The train derailment happened when Linda was halfway through writing her debut book. Like the rest of the world, she watched — not from Dillonvale but from Towanda, Pa. where she built a life with her husband Mark. Her heart went out to the residents living through it. It went out to East Palestine. It went out to Ohio. It went out to her home.

“I just thought how terrible it all was. How frightening it would be to live through that, to worry about what was happening or worse worry about what it could all mean later on in the future,” Linda said. “I just thought about growing up on my family farm, my parents and my grandparents. How they would want to help and expect me to. I didn’t know what to do but I knew I had to do something.”

That something turned out to be her book. While it is a tale of rural life in Jefferson County, half of the proceeds of the book will be donated to the community of East Palestine. The other half will be donated to the Dillonvale High School Alumni Association.

“Ohio is her home and these are her people,” her husband Mark said. “Hardworking, honest, people. We’ve done well for ourselves. We’ve been blessed. We want to pay that forward by giving away every dollar this book earns, to give back to the place that gave Linda so much. She’s not from East Palestine but she is from Ohio, and her childhood on that farm in Ohio shaped her.”

Linda originally started penning the book for her children and for her children’s children to pass on the lessons she learned and show them the grit and grace from which they descend. It started with a few stories scratched on notebook paper. Mark encouraged Linda to keep writing and he saw Linda’s talent, even if she didn’t. Eventually, the idea for the book was born. It was a much bigger project but with the same simple purpose.

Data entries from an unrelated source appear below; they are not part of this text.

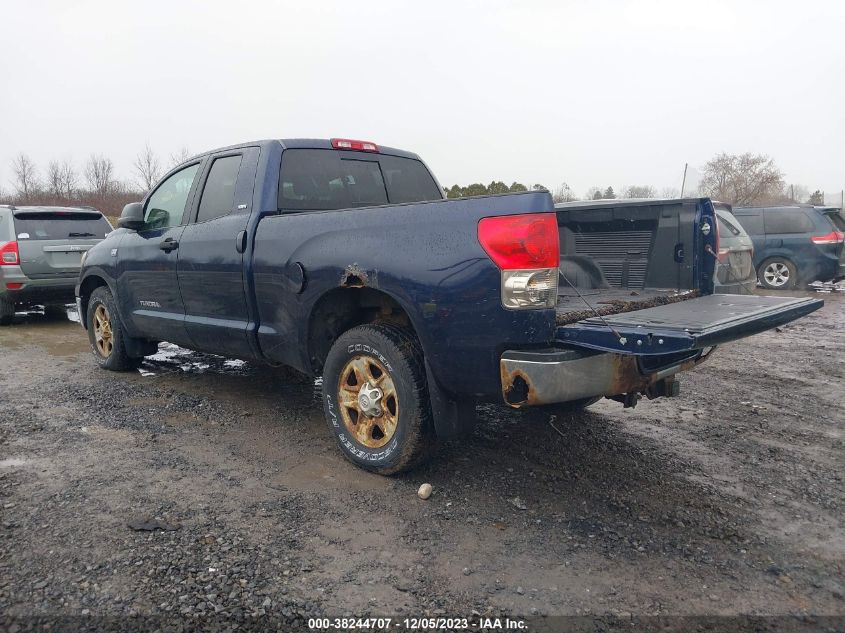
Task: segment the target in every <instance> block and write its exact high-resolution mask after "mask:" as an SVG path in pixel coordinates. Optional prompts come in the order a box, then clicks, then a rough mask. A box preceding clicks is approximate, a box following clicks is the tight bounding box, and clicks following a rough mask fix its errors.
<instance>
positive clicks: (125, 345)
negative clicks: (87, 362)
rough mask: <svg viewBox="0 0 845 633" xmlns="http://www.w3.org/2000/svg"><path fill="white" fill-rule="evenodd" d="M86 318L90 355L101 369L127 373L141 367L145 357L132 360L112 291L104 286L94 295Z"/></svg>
mask: <svg viewBox="0 0 845 633" xmlns="http://www.w3.org/2000/svg"><path fill="white" fill-rule="evenodd" d="M86 318H87V325H88V340H89V341H90V342H91V352H92V353H93V354H94V360H96V361H97V364H98V365H99V366H100V367H102V368H103V369H110V370H112V371H128V370H130V369H137V368H138V367H139V366H140V365H141V362H142V361H143V360H144V359H143V358H132V357H131V356H129V355H128V354H127V353H126V345H125V343H126V333H125V332H124V330H123V325H122V324H121V322H120V316H119V315H118V313H117V309H116V308H115V305H114V298H113V297H112V294H111V291H110V290H109V289H108V288H106V287H105V286H102V287H100V288H97V289H96V290H94V292H92V293H91V299H90V300H89V301H88V314H87V315H86Z"/></svg>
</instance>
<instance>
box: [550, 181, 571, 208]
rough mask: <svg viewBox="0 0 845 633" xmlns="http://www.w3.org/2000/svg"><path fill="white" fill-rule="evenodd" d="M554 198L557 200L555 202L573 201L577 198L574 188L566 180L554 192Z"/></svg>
mask: <svg viewBox="0 0 845 633" xmlns="http://www.w3.org/2000/svg"><path fill="white" fill-rule="evenodd" d="M552 199H553V200H554V201H555V204H557V203H558V202H572V201H573V200H575V199H576V197H575V192H574V191H572V188H571V187H570V186H569V185H568V184H566V183H565V182H562V183H560V186H559V187H558V188H557V189H555V192H554V193H553V194H552Z"/></svg>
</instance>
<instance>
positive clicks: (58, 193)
mask: <svg viewBox="0 0 845 633" xmlns="http://www.w3.org/2000/svg"><path fill="white" fill-rule="evenodd" d="M75 189H76V171H75V170H74V169H73V165H72V164H71V163H70V161H67V160H66V161H62V162H61V163H60V162H59V161H57V160H51V161H50V164H49V165H47V191H49V192H50V193H51V194H52V195H54V196H56V197H58V198H64V199H68V200H69V199H70V198H73V194H74V191H75Z"/></svg>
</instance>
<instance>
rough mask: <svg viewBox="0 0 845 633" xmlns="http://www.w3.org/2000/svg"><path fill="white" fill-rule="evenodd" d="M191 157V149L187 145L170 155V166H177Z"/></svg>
mask: <svg viewBox="0 0 845 633" xmlns="http://www.w3.org/2000/svg"><path fill="white" fill-rule="evenodd" d="M190 157H191V150H189V149H188V148H187V147H183V148H182V149H180V150H179V151H178V152H174V153H173V154H171V155H170V166H171V167H176V165H180V164H182V163H184V162H185V161H186V160H188V159H189V158H190Z"/></svg>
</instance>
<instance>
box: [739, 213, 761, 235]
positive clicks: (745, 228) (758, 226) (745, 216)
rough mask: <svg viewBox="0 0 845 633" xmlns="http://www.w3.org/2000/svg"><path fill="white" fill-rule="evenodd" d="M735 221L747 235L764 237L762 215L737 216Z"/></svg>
mask: <svg viewBox="0 0 845 633" xmlns="http://www.w3.org/2000/svg"><path fill="white" fill-rule="evenodd" d="M736 219H737V220H739V223H740V224H741V225H742V228H744V229H745V232H746V233H748V234H749V235H764V234H765V232H764V231H763V216H762V215H737V216H736Z"/></svg>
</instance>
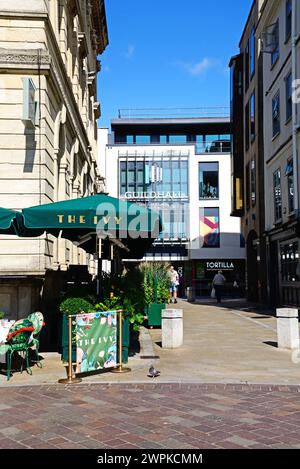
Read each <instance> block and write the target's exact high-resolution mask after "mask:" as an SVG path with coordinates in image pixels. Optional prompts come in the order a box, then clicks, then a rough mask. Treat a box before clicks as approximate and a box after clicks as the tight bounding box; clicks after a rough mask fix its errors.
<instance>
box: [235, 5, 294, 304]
mask: <svg viewBox="0 0 300 469" xmlns="http://www.w3.org/2000/svg"><path fill="white" fill-rule="evenodd" d="M240 51H241V54H240V55H239V56H237V57H234V58H233V59H232V61H231V66H232V92H233V93H232V95H233V99H232V103H233V105H232V109H233V114H232V122H233V142H234V144H233V155H232V156H233V162H234V164H233V178H234V179H236V180H238V179H239V178H242V180H243V197H242V202H241V204H240V206H241V207H242V208H241V210H240V216H242V229H243V233H244V234H245V238H246V242H247V266H248V268H247V271H248V272H249V279H248V280H249V284H250V285H251V287H250V290H249V292H251V295H250V297H252V298H251V299H258V300H260V301H262V302H268V303H269V304H270V305H272V306H279V305H297V306H298V305H299V301H300V263H299V256H300V252H299V249H300V244H299V243H300V239H299V235H300V223H299V221H300V218H299V170H298V168H299V138H300V134H299V129H300V122H299V110H300V109H299V99H298V95H299V92H298V89H299V87H298V84H297V79H299V77H300V5H299V2H298V1H296V0H276V1H272V2H271V1H267V0H255V1H254V2H253V5H252V8H251V11H250V14H249V18H248V20H247V23H246V26H245V30H244V33H243V36H242V39H241V42H240ZM239 73H240V76H241V79H242V85H241V86H240V87H239V86H238V76H239ZM241 122H243V129H241V127H240V123H241ZM241 135H243V139H244V141H243V143H241ZM235 143H236V144H235ZM241 148H243V151H241ZM241 168H242V169H241ZM233 213H236V214H237V215H238V213H237V212H234V211H233ZM255 291H257V292H258V295H257V298H255ZM252 292H253V294H254V297H253V294H252Z"/></svg>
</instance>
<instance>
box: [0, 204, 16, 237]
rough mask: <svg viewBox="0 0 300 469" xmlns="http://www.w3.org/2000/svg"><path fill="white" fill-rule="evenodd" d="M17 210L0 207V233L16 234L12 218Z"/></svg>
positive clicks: (15, 231) (15, 213)
mask: <svg viewBox="0 0 300 469" xmlns="http://www.w3.org/2000/svg"><path fill="white" fill-rule="evenodd" d="M17 216H20V213H19V212H15V211H14V210H9V209H8V208H2V207H0V234H16V230H15V223H14V220H15V219H16V217H17Z"/></svg>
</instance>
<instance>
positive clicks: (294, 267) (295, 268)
mask: <svg viewBox="0 0 300 469" xmlns="http://www.w3.org/2000/svg"><path fill="white" fill-rule="evenodd" d="M280 257H281V280H282V282H299V280H300V276H299V273H300V272H299V245H298V242H297V241H296V242H294V243H289V244H282V245H281V246H280Z"/></svg>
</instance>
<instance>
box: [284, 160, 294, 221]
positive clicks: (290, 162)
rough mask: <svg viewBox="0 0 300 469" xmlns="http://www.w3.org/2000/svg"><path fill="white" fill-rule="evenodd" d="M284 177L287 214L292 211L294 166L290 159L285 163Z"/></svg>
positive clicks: (292, 202) (293, 200)
mask: <svg viewBox="0 0 300 469" xmlns="http://www.w3.org/2000/svg"><path fill="white" fill-rule="evenodd" d="M285 175H286V176H287V185H288V200H289V213H293V211H294V166H293V160H292V159H290V160H288V162H287V165H286V168H285Z"/></svg>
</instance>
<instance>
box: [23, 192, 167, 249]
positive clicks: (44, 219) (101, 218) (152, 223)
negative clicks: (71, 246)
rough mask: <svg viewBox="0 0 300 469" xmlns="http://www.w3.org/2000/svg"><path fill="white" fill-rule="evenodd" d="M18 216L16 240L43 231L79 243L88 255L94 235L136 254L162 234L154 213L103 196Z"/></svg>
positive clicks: (68, 202) (113, 198)
mask: <svg viewBox="0 0 300 469" xmlns="http://www.w3.org/2000/svg"><path fill="white" fill-rule="evenodd" d="M22 215H23V217H22V221H21V220H18V234H19V235H20V236H40V235H41V234H42V233H43V232H44V231H47V233H51V234H53V235H54V236H59V235H61V237H62V238H66V239H69V240H71V241H75V242H77V243H80V246H81V247H83V249H85V250H88V251H89V252H95V245H96V243H95V239H94V240H93V242H92V243H90V242H89V238H91V236H92V235H95V234H96V233H97V234H98V237H99V238H102V239H106V238H111V239H119V240H123V241H122V242H123V244H124V245H125V246H126V244H127V245H128V247H129V245H130V248H131V250H135V251H136V252H139V253H140V252H141V250H143V251H145V250H146V249H147V247H148V246H150V245H151V244H152V243H153V241H154V240H155V239H156V238H157V237H158V235H159V233H160V232H161V231H162V223H161V219H160V216H159V214H158V213H156V212H154V211H153V210H149V209H148V208H147V207H145V206H142V205H137V204H134V203H129V202H125V201H122V200H119V199H116V198H114V197H110V196H108V195H105V194H97V195H93V196H90V197H83V198H79V199H69V200H64V201H62V202H55V203H50V204H45V205H38V206H35V207H30V208H25V209H23V211H22ZM85 238H86V243H85V244H84V245H83V243H84V242H85Z"/></svg>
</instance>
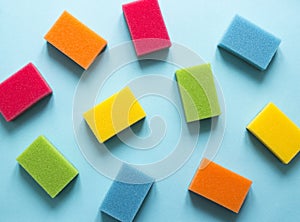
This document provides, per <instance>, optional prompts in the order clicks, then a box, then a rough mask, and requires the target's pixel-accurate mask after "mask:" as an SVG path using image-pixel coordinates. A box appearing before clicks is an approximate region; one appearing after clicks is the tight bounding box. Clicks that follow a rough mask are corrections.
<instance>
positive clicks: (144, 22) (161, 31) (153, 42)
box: [122, 0, 171, 56]
mask: <svg viewBox="0 0 300 222" xmlns="http://www.w3.org/2000/svg"><path fill="white" fill-rule="evenodd" d="M122 7H123V12H124V16H125V19H126V22H127V25H128V28H129V31H130V34H131V38H132V40H133V42H134V47H135V51H136V54H137V55H138V56H142V55H145V54H147V53H151V52H155V51H158V50H161V49H165V48H169V47H170V46H171V41H170V37H169V35H168V31H167V28H166V25H165V23H164V20H163V17H162V14H161V11H160V8H159V4H158V1H157V0H139V1H135V2H131V3H128V4H125V5H123V6H122Z"/></svg>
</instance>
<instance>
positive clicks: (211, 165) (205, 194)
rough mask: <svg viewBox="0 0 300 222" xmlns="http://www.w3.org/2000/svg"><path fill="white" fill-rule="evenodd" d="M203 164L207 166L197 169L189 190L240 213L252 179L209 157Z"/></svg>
mask: <svg viewBox="0 0 300 222" xmlns="http://www.w3.org/2000/svg"><path fill="white" fill-rule="evenodd" d="M207 162H208V163H207ZM202 164H205V167H204V168H201V167H200V168H199V169H198V170H197V172H196V174H195V176H194V178H193V180H192V182H191V184H190V186H189V190H190V191H192V192H194V193H196V194H199V195H201V196H203V197H205V198H207V199H209V200H211V201H213V202H215V203H217V204H219V205H221V206H223V207H225V208H227V209H229V210H231V211H233V212H235V213H238V212H239V211H240V208H241V206H242V204H243V202H244V200H245V198H246V196H247V193H248V191H249V189H250V187H251V184H252V181H251V180H248V179H247V178H245V177H242V176H240V175H238V174H236V173H234V172H232V171H230V170H228V169H226V168H224V167H222V166H220V165H218V164H216V163H214V162H212V161H210V160H208V159H204V160H203V161H202Z"/></svg>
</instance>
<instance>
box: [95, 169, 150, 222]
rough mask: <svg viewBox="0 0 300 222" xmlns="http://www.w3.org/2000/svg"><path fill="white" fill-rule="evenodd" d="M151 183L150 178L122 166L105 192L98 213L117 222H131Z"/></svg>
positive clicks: (144, 196) (139, 171)
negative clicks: (108, 215) (99, 212)
mask: <svg viewBox="0 0 300 222" xmlns="http://www.w3.org/2000/svg"><path fill="white" fill-rule="evenodd" d="M153 183H154V179H152V178H151V177H149V176H147V175H145V174H143V173H142V172H140V171H138V170H136V169H134V168H132V167H130V166H128V165H125V164H124V165H123V166H122V168H121V170H120V172H119V174H118V176H117V178H116V180H115V181H114V182H113V184H112V186H111V187H110V189H109V191H108V192H107V194H106V196H105V198H104V200H103V202H102V204H101V207H100V211H101V212H103V213H105V214H108V215H110V216H111V217H113V218H115V219H117V220H119V221H124V222H127V221H128V222H129V221H133V220H134V217H135V216H136V214H137V212H138V211H139V209H140V207H141V205H142V204H143V202H144V200H145V198H146V196H147V194H148V193H149V191H150V189H151V187H152V185H153Z"/></svg>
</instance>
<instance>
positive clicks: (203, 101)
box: [175, 64, 221, 122]
mask: <svg viewBox="0 0 300 222" xmlns="http://www.w3.org/2000/svg"><path fill="white" fill-rule="evenodd" d="M175 75H176V79H177V84H178V88H179V92H180V95H181V100H182V104H183V108H184V112H185V117H186V121H187V122H192V121H195V120H201V119H206V118H211V117H214V116H218V115H220V114H221V110H220V105H219V101H218V96H217V92H216V87H215V83H214V78H213V74H212V70H211V66H210V64H203V65H199V66H193V67H189V68H185V69H181V70H177V71H176V73H175Z"/></svg>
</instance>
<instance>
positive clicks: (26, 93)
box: [0, 63, 52, 121]
mask: <svg viewBox="0 0 300 222" xmlns="http://www.w3.org/2000/svg"><path fill="white" fill-rule="evenodd" d="M51 93H52V90H51V88H50V87H49V85H48V84H47V82H46V81H45V79H44V78H43V77H42V75H41V74H40V72H39V71H38V70H37V68H36V67H35V66H34V65H33V64H32V63H29V64H27V65H26V66H24V67H23V68H22V69H20V70H19V71H18V72H16V73H15V74H13V75H12V76H11V77H9V78H8V79H6V80H5V81H4V82H2V83H1V84H0V112H1V113H2V115H3V117H4V118H5V120H6V121H12V120H14V119H15V118H16V117H18V116H19V115H20V114H22V113H23V112H24V111H25V110H27V109H28V108H30V107H31V106H32V105H34V104H35V103H37V102H38V101H39V100H41V99H42V98H44V97H46V96H47V95H49V94H51Z"/></svg>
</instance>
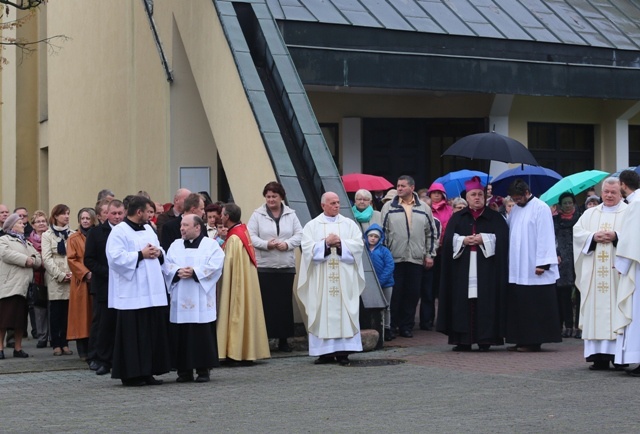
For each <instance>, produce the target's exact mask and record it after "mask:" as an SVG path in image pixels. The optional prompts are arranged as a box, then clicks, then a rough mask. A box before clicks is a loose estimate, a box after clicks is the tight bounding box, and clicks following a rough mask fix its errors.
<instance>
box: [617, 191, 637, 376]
mask: <svg viewBox="0 0 640 434" xmlns="http://www.w3.org/2000/svg"><path fill="white" fill-rule="evenodd" d="M638 221H640V201H633V202H631V203H630V204H629V206H628V207H627V210H626V216H625V221H624V224H623V225H622V229H621V231H620V242H618V247H617V249H616V261H615V267H616V270H618V272H619V273H620V274H621V275H620V282H619V283H618V300H617V307H618V315H617V316H616V318H615V319H616V321H615V323H614V329H615V330H616V331H617V332H618V336H617V340H616V353H615V363H617V364H628V363H640V297H638V296H636V294H635V291H636V289H637V288H638V278H640V275H639V273H638V269H639V267H640V231H639V230H638ZM629 373H630V374H631V375H633V376H634V377H640V366H639V367H637V368H635V369H634V370H632V371H629Z"/></svg>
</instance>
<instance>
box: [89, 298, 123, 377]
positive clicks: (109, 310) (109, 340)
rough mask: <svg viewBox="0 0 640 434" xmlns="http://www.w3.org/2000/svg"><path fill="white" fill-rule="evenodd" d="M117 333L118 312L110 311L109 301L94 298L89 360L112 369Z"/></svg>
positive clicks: (89, 352)
mask: <svg viewBox="0 0 640 434" xmlns="http://www.w3.org/2000/svg"><path fill="white" fill-rule="evenodd" d="M115 333H116V310H115V309H109V307H108V306H107V301H106V300H105V301H98V300H97V297H96V296H95V295H94V296H93V320H92V322H91V332H90V336H89V355H88V359H89V360H95V361H96V362H97V363H99V364H101V365H105V366H108V367H111V360H112V359H113V342H114V339H115Z"/></svg>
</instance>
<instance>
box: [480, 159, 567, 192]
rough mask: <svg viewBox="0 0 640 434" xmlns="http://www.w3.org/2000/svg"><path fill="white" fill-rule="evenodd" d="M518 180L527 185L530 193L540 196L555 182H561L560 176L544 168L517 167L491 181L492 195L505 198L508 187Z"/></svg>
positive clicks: (523, 166)
mask: <svg viewBox="0 0 640 434" xmlns="http://www.w3.org/2000/svg"><path fill="white" fill-rule="evenodd" d="M518 178H521V179H523V180H524V182H526V183H527V184H529V188H530V189H531V193H533V194H535V195H536V196H540V195H541V194H542V193H544V192H545V191H547V190H548V189H550V188H551V187H552V186H553V185H554V184H555V183H556V182H558V181H559V180H561V179H562V176H561V175H560V174H559V173H558V172H556V171H553V170H551V169H547V168H545V167H541V166H523V165H519V166H518V167H514V168H513V169H509V170H507V171H505V172H502V173H501V174H500V175H498V176H496V177H495V178H494V179H493V181H492V182H491V186H492V187H493V194H494V195H498V196H506V195H507V190H508V188H509V185H511V183H512V182H513V181H515V180H516V179H518Z"/></svg>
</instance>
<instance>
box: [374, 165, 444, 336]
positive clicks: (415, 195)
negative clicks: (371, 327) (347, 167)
mask: <svg viewBox="0 0 640 434" xmlns="http://www.w3.org/2000/svg"><path fill="white" fill-rule="evenodd" d="M414 189H415V181H414V180H413V178H412V177H411V176H407V175H403V176H401V177H399V178H398V184H397V195H396V196H395V197H394V198H393V199H392V200H391V201H389V202H387V203H386V204H385V205H384V206H383V207H382V211H381V213H382V222H383V227H384V231H385V237H386V239H387V247H388V248H389V250H391V254H392V256H393V261H394V263H395V270H394V273H393V278H394V280H395V286H394V288H393V295H392V297H391V328H392V330H393V329H394V328H398V329H399V331H400V336H402V337H405V338H411V337H413V332H412V330H413V326H414V322H415V314H416V307H417V305H418V299H419V298H420V284H421V279H422V270H423V268H427V269H429V268H431V267H433V258H434V256H435V255H436V247H437V243H438V240H437V237H436V232H437V231H436V229H435V225H434V221H433V215H432V214H431V209H430V208H429V207H428V206H426V205H425V204H424V203H422V202H421V201H420V200H419V199H418V195H417V194H416V193H414V191H413V190H414Z"/></svg>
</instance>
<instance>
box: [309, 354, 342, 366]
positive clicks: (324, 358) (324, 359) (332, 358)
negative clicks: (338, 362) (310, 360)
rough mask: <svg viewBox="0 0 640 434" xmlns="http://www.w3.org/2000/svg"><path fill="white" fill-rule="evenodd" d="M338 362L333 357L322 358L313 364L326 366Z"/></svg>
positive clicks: (325, 357) (322, 356) (319, 357)
mask: <svg viewBox="0 0 640 434" xmlns="http://www.w3.org/2000/svg"><path fill="white" fill-rule="evenodd" d="M336 362H337V360H336V358H335V357H333V356H320V357H318V358H317V359H316V361H315V362H313V364H314V365H326V364H329V363H336Z"/></svg>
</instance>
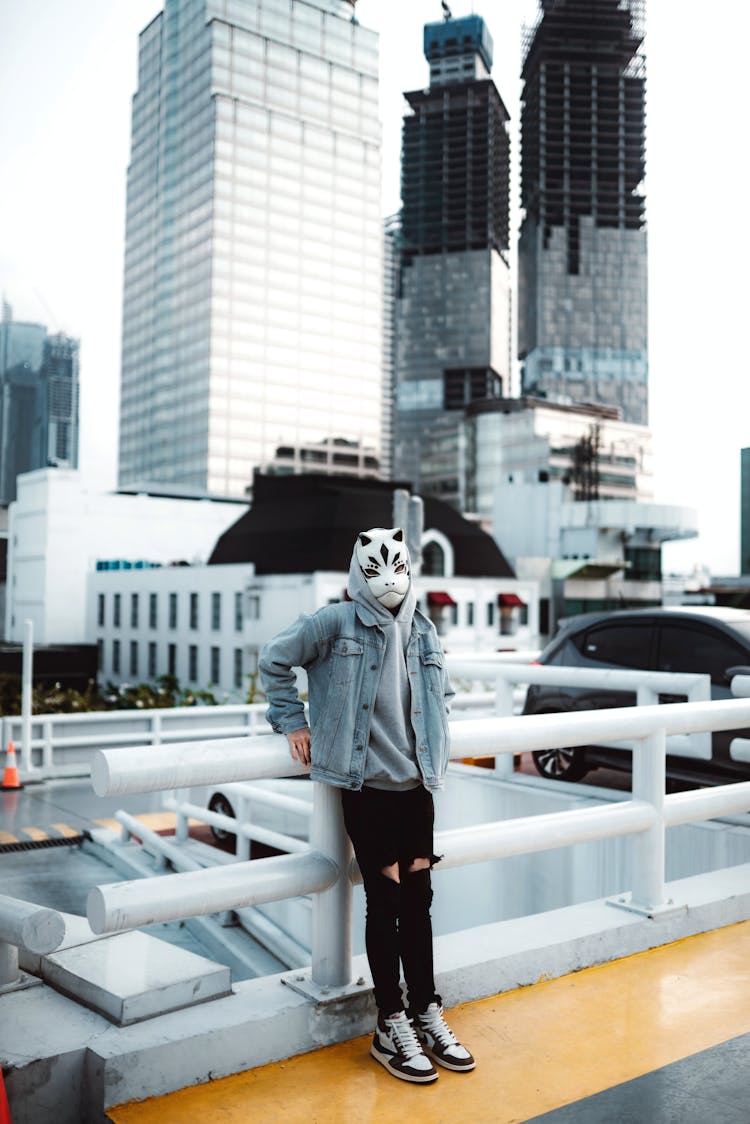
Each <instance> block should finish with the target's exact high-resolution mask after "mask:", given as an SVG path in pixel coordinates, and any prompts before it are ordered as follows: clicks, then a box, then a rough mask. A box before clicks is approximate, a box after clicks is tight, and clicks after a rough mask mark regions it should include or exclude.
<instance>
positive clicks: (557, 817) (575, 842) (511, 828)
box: [435, 800, 656, 870]
mask: <svg viewBox="0 0 750 1124" xmlns="http://www.w3.org/2000/svg"><path fill="white" fill-rule="evenodd" d="M654 823H656V813H654V810H653V808H652V807H651V806H650V805H648V804H644V803H643V801H641V800H625V801H623V803H621V804H615V805H607V806H606V807H604V808H573V809H571V810H569V812H551V813H545V814H543V815H539V816H523V817H519V818H517V819H504V821H498V822H497V823H490V824H473V825H472V826H471V827H458V828H453V830H452V831H449V832H437V833H436V834H435V850H436V851H437V853H439V854H440V853H443V855H444V858H443V859H442V860H441V863H440V867H437V868H436V869H437V870H441V869H448V868H449V867H463V865H466V864H467V863H470V862H485V861H486V860H487V859H504V858H507V856H508V855H512V854H532V853H533V852H534V851H549V850H554V849H557V847H561V846H571V845H572V844H573V843H588V842H590V841H594V840H600V839H611V837H614V836H617V835H629V834H631V833H632V832H645V831H648V830H649V828H651V827H652V826H653V824H654Z"/></svg>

“I just wanted my children and grandchildren to have a piece of what I experienced growing up,” Linda said. “I wanted to pass on the stories and the legacy of life on that farm. I wanted them to know where I came from and by extension where they came from.”

“They came from good stock,” Mark interjected.

Both sets of Linda’s parents immigrated from Czechoslovakia and settled in Dillonvale, overcoming the struggles of being strangers in a new land. Her father Edward dropped out of school to work in the mines and married her mother Anna at the onset of the Great Depression. After being diagnosed with black lung disease, Edward turned to the land to provide for and feed his family of five of which Linda was the baby.

Linda describes herself as the “a lone survivor” of that brood, as her grandparents, parents, sister and brother are all gone. The book, which will soon be available to at the East Palestine Library, is dedicated to her parents.

Harvesting Memories is a 284-page paperback which can be purchased for $20 at bookstore.dorrancepublishing.com. It is also available in hardback for $30 and in eBook edition for $15.